One thing is certain: Diwali gifts given to business associates would undoubtedly fit within the concept of furtherance of business because these presents are typically provided to maintain excellent business relationships to enhance commercial activities. 

Definition of Goods and Services  

Every type of moveable property, actionable claims, growing crops, grass, and items linked to or constituting part of the land that are agreed to be severed before delivery or under a supply contract are all considered goods. However, the following goods are not included

  1. Money 
  2. Securities 

It is required to use a commodity for supply to label it a good. To be classified as a supply, a transaction must either include consideration or be listed in Schedule I of the GST Act. Except for gifts given to employees, there is no mention or consideration of gifts in Schedule I. As a result, these Diwali presents fall outside the category of “Goods” from the perspective of a business unit acquiring them. 

It should be noted that the same Diwali present will be considered as a supply of commodities for the seller who sold such items, and the provider will be required to levy tax. As a result, it’s possible to conclude that Diwali presents meet Section 16 of CGST Act requirements for claiming an ITC

Diwali Gifts Given to Employees 

Any sum paid as a wage in exchange for the employee’s services is exempt from GST because it is not considered as a supply. 

According to GST rules, all gifts from an employer to an employee that exceed INR 50,000 are subject to GST in India. In simple words, if an employer gives anything worth more than INR 50,000, he/she needs to pay GST on it. However, it shall be noted that no ITC is allowed on the Diwali gifts distributed to employees. 

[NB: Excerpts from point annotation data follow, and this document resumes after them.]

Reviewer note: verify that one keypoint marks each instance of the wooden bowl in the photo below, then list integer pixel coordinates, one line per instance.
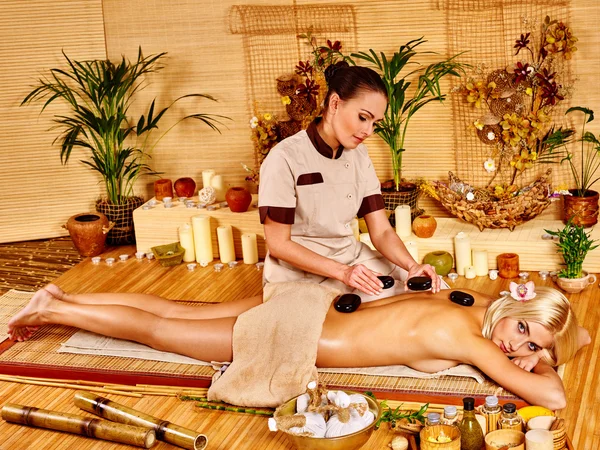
(352, 441)
(499, 438)
(435, 431)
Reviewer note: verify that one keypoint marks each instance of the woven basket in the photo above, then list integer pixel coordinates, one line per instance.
(498, 213)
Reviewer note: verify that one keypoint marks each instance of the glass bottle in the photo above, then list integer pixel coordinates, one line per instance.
(450, 416)
(491, 410)
(509, 419)
(432, 419)
(471, 434)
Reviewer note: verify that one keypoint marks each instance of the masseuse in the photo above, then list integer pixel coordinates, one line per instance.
(314, 183)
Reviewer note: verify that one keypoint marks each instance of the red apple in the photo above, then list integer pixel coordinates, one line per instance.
(185, 187)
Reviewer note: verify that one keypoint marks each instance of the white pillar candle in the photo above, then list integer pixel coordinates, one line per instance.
(207, 177)
(217, 183)
(480, 262)
(355, 229)
(249, 248)
(462, 252)
(403, 222)
(470, 272)
(225, 239)
(186, 239)
(413, 249)
(202, 239)
(365, 238)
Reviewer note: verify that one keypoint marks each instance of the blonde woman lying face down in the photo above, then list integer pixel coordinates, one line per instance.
(504, 338)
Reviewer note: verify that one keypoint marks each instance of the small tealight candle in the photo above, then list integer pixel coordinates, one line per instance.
(470, 272)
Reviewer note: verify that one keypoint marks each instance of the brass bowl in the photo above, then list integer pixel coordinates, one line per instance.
(352, 441)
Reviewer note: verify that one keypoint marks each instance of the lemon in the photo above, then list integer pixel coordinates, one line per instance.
(528, 412)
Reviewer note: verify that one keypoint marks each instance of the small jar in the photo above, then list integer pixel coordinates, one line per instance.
(450, 416)
(509, 419)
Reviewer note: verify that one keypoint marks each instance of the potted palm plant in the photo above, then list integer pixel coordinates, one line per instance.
(404, 102)
(99, 94)
(573, 244)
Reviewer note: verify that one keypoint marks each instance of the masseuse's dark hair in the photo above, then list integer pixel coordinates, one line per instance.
(349, 81)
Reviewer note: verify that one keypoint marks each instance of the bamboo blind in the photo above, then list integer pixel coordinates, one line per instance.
(211, 49)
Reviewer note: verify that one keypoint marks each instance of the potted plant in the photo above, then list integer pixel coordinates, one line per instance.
(404, 102)
(573, 244)
(581, 206)
(99, 94)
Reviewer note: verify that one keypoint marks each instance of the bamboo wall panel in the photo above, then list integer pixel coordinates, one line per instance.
(207, 53)
(38, 194)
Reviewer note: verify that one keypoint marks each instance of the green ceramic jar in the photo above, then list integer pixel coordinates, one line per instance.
(442, 261)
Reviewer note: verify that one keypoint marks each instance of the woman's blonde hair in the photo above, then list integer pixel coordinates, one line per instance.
(549, 308)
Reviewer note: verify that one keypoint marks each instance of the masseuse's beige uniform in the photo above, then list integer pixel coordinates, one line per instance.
(303, 186)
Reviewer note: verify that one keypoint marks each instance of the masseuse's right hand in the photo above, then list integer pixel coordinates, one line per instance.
(363, 279)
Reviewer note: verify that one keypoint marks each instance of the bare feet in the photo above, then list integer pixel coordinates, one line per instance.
(23, 324)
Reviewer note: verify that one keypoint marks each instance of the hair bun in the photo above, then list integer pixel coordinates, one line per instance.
(332, 69)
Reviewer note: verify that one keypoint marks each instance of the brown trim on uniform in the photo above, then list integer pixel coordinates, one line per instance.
(309, 178)
(317, 141)
(371, 203)
(278, 214)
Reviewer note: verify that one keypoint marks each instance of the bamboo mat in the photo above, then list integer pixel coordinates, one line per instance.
(41, 354)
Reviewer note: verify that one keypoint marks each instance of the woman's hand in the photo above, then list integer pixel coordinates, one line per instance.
(363, 279)
(419, 270)
(527, 362)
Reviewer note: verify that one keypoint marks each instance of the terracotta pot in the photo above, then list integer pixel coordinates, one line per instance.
(88, 232)
(238, 198)
(441, 261)
(575, 285)
(583, 210)
(424, 226)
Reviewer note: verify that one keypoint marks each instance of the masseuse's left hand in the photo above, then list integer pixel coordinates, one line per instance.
(420, 270)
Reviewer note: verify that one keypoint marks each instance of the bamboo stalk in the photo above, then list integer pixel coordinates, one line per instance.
(67, 386)
(85, 426)
(165, 431)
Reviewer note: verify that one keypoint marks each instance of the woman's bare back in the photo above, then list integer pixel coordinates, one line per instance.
(424, 331)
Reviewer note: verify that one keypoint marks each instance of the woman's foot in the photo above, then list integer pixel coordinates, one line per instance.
(23, 324)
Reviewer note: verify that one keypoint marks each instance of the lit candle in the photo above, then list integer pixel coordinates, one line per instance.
(355, 229)
(366, 239)
(462, 252)
(413, 249)
(186, 239)
(470, 272)
(403, 222)
(202, 239)
(225, 239)
(480, 262)
(207, 177)
(217, 183)
(249, 248)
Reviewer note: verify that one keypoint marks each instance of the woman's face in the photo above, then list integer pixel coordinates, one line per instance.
(521, 337)
(354, 120)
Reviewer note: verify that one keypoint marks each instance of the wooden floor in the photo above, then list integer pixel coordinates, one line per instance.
(228, 430)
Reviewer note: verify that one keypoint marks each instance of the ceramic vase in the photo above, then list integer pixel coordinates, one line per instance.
(441, 261)
(424, 226)
(238, 199)
(88, 232)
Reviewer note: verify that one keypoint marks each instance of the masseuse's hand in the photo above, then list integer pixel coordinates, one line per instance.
(420, 270)
(363, 279)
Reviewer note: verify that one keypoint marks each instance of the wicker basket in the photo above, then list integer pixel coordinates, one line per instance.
(488, 213)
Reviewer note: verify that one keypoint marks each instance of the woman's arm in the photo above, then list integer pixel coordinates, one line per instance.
(541, 387)
(387, 242)
(281, 246)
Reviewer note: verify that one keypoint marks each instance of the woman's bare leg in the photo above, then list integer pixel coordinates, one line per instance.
(208, 339)
(158, 305)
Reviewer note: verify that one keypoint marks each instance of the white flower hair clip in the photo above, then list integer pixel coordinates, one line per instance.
(522, 292)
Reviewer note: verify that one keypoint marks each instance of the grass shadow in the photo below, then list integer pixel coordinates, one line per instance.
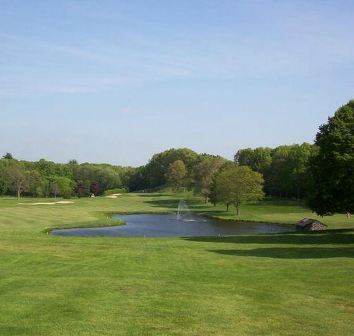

Moreover, Section 17(5) (b) I of the GST Act prohibits the ITC for food and beverages, making it a blocked credit. As a result, any sweets or beverages purchased for employees will not be eligible for an input tax credit

The Bottom Line 

A taxpayer may claim an input tax credit for Diwali gifts purchased and delivered to business associates, however, there will be no ITC for sweets and other eatables purchased for distribution to workers/employees or any Diwali gifts given to employees by the employer.